Personal information
- Full name: Ronald Francis Gora
- Nicknames: "Ron," "Ronnie"
- National team: United States
- Born: July 10, 1933 Chicago, Illinois, U.S.
- Died: March 11, 2014 (aged 80) Durand, Michigan, U.S.
- Spouse: Maria Käppeler (1963)

Sport
- Sport: Swimming
- Strokes: Freestyle
- College team: University of Michigan

Medal record
Representing the United States
Pan American Games
| Gold medal – first place | 1951 Buenos Aires | 4×200 m freestyle |
| Silver medal – second place | 1951 Buenos Aires | 100 m freestyle |
Representing Michigan
NCAA
| Gold medal – first place | 1953 Columbus | 400 yard freestyle relay |
| Gold medal – first place | 1954 Syracuse | 400 yard freestyle relay |

= Ronald Gora =

American swimmer (1933–2014)

Ronald Francis Gora (July 10, 1933 – March 11, 2014) was an American competition swimmer who competed in the 1952 Helsinki Olympics and was a Pan American Games champion.

Gora was born in Chicago, Illinois on July 10, 1933, and attended Lane Tech High School. He remains tied with Tom Jager and Brian Alden for the second most individual high school state championships won by a male in Illinois.

== University of Michigan ==
He attended the University of Michigan, and swam for the Michigan Wolverines swimming and diving team in National Collegiate Athletic Association (NCAA) competition from 1952 to 1954. He was a member of Michigan's NCAA national championship teams in the 400-yard freestyle relay in 1953 and 1954.

Gora won a gold medal in the 4×200-meter freestyle relay event at the 1951 Pan American Games in Buenos Aires, Argentina, alongside Dick Cleveland, Burwell Jones and Bill Heusner. Individually, he also received a Pan American Games silver medal for his second-place finish in the 100-meter freestyle.

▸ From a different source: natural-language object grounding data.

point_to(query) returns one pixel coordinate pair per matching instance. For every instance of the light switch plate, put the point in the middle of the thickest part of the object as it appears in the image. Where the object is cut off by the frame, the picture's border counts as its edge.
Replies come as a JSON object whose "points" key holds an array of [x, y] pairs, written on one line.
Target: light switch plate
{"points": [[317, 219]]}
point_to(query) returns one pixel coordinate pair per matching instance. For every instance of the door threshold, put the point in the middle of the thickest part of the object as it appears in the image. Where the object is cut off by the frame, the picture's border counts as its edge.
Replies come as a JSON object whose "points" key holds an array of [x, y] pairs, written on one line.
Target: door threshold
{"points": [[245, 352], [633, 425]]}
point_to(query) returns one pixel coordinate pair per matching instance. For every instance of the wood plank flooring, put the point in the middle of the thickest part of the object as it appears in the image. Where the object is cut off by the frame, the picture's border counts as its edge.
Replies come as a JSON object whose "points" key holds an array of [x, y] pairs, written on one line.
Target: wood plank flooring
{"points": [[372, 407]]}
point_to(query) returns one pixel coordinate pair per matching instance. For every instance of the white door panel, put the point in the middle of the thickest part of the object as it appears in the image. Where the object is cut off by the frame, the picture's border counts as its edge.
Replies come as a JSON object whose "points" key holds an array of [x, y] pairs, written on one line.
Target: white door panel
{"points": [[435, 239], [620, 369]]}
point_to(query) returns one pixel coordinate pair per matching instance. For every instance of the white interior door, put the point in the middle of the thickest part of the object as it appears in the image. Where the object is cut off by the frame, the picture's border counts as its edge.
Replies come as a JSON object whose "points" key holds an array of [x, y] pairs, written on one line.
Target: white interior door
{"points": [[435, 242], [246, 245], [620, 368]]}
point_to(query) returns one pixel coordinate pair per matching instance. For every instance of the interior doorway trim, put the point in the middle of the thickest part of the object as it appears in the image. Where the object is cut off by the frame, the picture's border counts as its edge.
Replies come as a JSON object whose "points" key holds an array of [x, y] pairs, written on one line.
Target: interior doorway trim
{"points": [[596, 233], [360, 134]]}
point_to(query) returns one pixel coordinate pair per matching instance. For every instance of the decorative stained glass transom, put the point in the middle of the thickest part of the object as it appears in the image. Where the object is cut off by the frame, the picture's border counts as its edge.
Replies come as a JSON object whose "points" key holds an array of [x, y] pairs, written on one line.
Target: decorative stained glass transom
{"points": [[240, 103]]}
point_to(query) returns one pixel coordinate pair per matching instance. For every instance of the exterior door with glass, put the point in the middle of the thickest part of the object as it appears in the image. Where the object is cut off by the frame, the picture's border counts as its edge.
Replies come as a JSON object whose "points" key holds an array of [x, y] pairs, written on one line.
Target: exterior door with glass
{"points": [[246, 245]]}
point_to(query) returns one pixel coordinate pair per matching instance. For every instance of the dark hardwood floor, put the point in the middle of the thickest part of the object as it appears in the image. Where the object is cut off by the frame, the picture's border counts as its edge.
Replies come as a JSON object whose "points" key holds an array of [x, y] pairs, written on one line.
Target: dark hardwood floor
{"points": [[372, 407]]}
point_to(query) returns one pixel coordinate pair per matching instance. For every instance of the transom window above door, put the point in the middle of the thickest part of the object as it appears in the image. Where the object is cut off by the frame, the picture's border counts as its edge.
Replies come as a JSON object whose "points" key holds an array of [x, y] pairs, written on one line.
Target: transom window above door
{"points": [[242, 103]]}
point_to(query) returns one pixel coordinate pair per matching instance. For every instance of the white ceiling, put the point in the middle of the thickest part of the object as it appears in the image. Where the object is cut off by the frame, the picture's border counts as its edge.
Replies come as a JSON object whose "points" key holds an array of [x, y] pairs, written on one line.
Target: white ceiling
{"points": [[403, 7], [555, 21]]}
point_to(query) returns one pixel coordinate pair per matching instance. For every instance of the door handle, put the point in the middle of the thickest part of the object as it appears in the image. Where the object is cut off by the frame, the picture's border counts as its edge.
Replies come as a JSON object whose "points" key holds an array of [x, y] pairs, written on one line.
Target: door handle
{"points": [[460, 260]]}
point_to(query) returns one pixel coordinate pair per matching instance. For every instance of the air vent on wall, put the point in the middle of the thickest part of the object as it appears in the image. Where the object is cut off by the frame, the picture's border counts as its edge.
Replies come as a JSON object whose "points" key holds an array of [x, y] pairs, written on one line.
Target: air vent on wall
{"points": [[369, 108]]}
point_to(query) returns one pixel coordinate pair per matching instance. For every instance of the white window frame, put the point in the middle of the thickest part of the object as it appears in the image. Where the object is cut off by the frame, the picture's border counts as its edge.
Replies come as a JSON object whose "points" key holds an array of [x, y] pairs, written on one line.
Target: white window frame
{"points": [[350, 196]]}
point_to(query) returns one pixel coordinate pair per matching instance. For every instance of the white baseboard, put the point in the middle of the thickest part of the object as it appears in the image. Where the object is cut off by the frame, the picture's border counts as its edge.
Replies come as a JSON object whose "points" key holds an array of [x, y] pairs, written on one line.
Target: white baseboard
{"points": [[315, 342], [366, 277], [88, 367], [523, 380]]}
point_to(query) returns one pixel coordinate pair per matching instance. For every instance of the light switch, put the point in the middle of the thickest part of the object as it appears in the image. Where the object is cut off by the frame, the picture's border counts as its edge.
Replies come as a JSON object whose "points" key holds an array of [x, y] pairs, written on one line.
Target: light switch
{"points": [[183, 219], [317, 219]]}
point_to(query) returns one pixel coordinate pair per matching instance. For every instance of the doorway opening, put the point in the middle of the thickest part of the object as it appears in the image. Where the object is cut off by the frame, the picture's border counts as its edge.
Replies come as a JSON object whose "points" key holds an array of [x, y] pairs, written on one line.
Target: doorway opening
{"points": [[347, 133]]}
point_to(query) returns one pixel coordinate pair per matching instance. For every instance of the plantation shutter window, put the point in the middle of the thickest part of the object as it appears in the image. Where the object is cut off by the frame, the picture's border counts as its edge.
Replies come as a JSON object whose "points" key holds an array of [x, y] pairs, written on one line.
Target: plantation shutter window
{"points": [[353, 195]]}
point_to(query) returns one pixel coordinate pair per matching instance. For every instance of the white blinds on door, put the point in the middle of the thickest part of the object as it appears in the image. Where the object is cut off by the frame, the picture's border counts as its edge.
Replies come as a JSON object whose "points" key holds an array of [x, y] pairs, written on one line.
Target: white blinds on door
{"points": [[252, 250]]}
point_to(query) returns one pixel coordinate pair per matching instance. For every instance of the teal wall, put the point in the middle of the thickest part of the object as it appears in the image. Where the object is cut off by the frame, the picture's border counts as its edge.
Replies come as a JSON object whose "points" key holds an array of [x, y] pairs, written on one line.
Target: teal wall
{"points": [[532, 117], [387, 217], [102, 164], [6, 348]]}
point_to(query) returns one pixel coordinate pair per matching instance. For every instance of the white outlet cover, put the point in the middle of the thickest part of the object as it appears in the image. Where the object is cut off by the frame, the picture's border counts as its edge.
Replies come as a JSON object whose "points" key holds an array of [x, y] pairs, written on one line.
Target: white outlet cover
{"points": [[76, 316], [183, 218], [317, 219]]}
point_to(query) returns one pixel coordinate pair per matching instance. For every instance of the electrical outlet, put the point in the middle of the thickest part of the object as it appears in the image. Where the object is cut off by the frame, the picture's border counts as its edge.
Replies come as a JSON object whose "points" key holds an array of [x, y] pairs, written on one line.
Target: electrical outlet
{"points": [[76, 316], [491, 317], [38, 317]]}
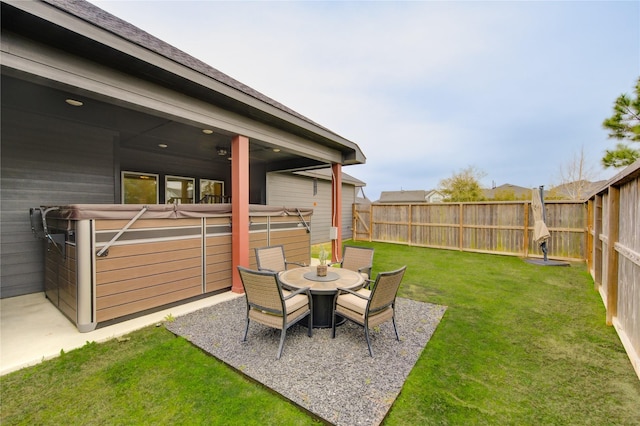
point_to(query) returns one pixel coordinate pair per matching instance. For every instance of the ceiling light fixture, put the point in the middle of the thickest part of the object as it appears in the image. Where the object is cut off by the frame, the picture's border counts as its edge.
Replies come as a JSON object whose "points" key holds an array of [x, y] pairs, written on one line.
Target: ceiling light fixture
{"points": [[74, 102]]}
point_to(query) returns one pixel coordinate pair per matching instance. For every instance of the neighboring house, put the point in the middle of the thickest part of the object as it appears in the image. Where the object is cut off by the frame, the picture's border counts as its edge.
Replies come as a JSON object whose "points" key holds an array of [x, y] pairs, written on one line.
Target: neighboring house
{"points": [[312, 189], [95, 110], [578, 190], [414, 196]]}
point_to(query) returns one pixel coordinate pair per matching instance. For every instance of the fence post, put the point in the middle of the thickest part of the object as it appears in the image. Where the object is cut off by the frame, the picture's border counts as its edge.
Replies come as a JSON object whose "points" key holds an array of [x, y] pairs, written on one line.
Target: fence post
{"points": [[525, 236], [612, 254], [460, 237]]}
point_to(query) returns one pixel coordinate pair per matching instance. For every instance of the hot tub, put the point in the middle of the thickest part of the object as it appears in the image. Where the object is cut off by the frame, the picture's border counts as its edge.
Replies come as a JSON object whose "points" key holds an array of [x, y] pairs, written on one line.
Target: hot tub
{"points": [[108, 262]]}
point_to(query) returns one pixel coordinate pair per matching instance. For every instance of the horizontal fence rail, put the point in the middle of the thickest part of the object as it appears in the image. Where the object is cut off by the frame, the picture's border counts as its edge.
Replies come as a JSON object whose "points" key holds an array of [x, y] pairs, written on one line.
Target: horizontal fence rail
{"points": [[504, 228]]}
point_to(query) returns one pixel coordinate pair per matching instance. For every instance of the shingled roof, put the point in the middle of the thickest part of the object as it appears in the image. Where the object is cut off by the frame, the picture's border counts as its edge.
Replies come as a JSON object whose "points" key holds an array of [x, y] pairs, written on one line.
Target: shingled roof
{"points": [[100, 18]]}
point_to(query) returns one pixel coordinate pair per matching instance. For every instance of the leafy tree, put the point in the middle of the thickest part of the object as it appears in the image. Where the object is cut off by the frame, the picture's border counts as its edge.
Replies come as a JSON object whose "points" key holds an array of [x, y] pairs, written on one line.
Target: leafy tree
{"points": [[575, 177], [624, 124], [463, 186]]}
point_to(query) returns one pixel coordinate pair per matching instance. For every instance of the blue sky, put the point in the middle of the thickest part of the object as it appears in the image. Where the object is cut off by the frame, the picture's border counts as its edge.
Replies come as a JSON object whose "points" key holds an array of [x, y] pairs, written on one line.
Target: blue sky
{"points": [[426, 89]]}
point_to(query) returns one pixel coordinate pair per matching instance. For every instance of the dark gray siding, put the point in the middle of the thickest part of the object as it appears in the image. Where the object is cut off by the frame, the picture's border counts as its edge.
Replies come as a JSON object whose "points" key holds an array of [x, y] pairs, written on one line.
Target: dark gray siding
{"points": [[45, 162]]}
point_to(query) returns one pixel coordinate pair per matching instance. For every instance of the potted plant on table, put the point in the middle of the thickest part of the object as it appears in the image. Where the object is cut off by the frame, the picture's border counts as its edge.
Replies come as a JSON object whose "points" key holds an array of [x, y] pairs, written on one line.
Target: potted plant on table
{"points": [[322, 267]]}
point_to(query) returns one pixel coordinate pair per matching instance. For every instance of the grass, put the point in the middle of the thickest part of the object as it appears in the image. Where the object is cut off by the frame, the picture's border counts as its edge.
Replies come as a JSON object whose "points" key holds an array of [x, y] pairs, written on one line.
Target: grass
{"points": [[519, 344]]}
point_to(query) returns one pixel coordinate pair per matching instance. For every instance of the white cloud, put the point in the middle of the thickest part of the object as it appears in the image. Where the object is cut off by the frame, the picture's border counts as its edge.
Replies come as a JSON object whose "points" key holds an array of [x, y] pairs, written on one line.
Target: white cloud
{"points": [[424, 88]]}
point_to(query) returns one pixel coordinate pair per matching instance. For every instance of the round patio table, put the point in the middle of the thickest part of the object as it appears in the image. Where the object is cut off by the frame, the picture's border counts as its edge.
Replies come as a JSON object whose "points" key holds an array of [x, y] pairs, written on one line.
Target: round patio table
{"points": [[323, 289]]}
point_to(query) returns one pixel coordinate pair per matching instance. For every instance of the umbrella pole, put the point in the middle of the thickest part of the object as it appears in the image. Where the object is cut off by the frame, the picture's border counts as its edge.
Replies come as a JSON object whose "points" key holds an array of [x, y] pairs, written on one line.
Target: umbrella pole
{"points": [[543, 245]]}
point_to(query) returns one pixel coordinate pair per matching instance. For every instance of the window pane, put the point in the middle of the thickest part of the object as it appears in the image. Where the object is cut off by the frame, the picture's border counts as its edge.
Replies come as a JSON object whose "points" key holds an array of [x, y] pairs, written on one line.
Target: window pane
{"points": [[211, 191], [139, 188], [179, 190]]}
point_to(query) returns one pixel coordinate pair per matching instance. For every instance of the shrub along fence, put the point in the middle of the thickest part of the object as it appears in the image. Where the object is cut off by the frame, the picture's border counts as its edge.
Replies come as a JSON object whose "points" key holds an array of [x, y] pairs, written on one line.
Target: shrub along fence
{"points": [[604, 231]]}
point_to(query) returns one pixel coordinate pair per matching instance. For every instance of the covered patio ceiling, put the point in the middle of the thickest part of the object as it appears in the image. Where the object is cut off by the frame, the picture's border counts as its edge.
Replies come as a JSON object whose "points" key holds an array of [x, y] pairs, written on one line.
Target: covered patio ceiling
{"points": [[144, 131], [148, 91]]}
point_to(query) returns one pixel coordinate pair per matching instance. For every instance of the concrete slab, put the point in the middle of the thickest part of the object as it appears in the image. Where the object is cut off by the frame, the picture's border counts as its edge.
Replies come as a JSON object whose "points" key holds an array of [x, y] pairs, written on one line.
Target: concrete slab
{"points": [[33, 330]]}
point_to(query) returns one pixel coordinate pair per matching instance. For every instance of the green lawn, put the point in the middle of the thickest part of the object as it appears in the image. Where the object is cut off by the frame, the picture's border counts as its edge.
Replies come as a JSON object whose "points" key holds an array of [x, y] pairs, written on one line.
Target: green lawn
{"points": [[519, 344]]}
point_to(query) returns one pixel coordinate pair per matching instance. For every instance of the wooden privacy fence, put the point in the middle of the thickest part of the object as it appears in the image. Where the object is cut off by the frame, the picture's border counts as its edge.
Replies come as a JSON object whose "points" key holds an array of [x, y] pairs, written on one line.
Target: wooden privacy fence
{"points": [[613, 255], [603, 231], [489, 227]]}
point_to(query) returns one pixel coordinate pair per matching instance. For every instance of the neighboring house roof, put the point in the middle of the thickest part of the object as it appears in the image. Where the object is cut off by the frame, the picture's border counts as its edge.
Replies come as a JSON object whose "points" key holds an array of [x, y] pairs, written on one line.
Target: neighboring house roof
{"points": [[519, 192], [325, 174], [576, 190]]}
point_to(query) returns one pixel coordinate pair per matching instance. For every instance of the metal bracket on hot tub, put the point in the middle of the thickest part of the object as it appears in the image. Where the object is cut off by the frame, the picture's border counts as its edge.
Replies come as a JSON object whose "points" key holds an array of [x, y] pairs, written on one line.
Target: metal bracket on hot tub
{"points": [[104, 251], [306, 225], [41, 230]]}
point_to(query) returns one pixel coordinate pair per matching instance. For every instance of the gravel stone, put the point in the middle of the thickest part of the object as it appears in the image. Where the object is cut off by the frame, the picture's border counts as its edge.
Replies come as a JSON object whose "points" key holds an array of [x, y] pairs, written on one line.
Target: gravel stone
{"points": [[334, 379]]}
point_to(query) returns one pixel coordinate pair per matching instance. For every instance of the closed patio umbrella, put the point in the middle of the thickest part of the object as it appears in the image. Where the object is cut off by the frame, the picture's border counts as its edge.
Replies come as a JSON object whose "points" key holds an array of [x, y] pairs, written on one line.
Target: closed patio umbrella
{"points": [[540, 231]]}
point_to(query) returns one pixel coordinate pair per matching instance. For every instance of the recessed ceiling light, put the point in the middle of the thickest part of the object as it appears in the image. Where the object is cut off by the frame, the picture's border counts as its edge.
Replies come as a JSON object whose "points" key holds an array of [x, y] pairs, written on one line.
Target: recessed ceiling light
{"points": [[74, 102]]}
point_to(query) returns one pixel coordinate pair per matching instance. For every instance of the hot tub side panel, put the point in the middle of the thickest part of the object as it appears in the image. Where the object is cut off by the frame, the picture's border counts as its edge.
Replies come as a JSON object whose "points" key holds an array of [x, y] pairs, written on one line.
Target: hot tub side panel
{"points": [[217, 254], [155, 262], [60, 268]]}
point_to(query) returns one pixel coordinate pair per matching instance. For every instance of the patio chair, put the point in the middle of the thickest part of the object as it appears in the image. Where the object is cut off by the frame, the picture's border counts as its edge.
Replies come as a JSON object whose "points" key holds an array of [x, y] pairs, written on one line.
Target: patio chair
{"points": [[369, 308], [272, 259], [270, 305], [358, 259]]}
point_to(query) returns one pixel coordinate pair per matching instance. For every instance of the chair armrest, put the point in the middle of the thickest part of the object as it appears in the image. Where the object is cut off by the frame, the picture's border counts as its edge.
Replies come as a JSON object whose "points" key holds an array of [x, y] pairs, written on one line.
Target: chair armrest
{"points": [[298, 291], [346, 290], [294, 263], [367, 283], [366, 269]]}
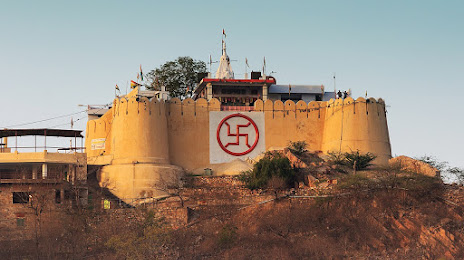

==1952 Helsinki Olympics==
Gora again represented the United States at the 1952 Summer Olympics in Helsinki, Finland, where he finished eighth in the final of the men's 100-meter freestyle with a time of 58.8 seconds.

===Family===
Gora had four sisters. On November 16, 1963, he married Maria Käppeler, they had one daughter and two sons. Gora had 2 daughters and 2 son's from a previous marriage.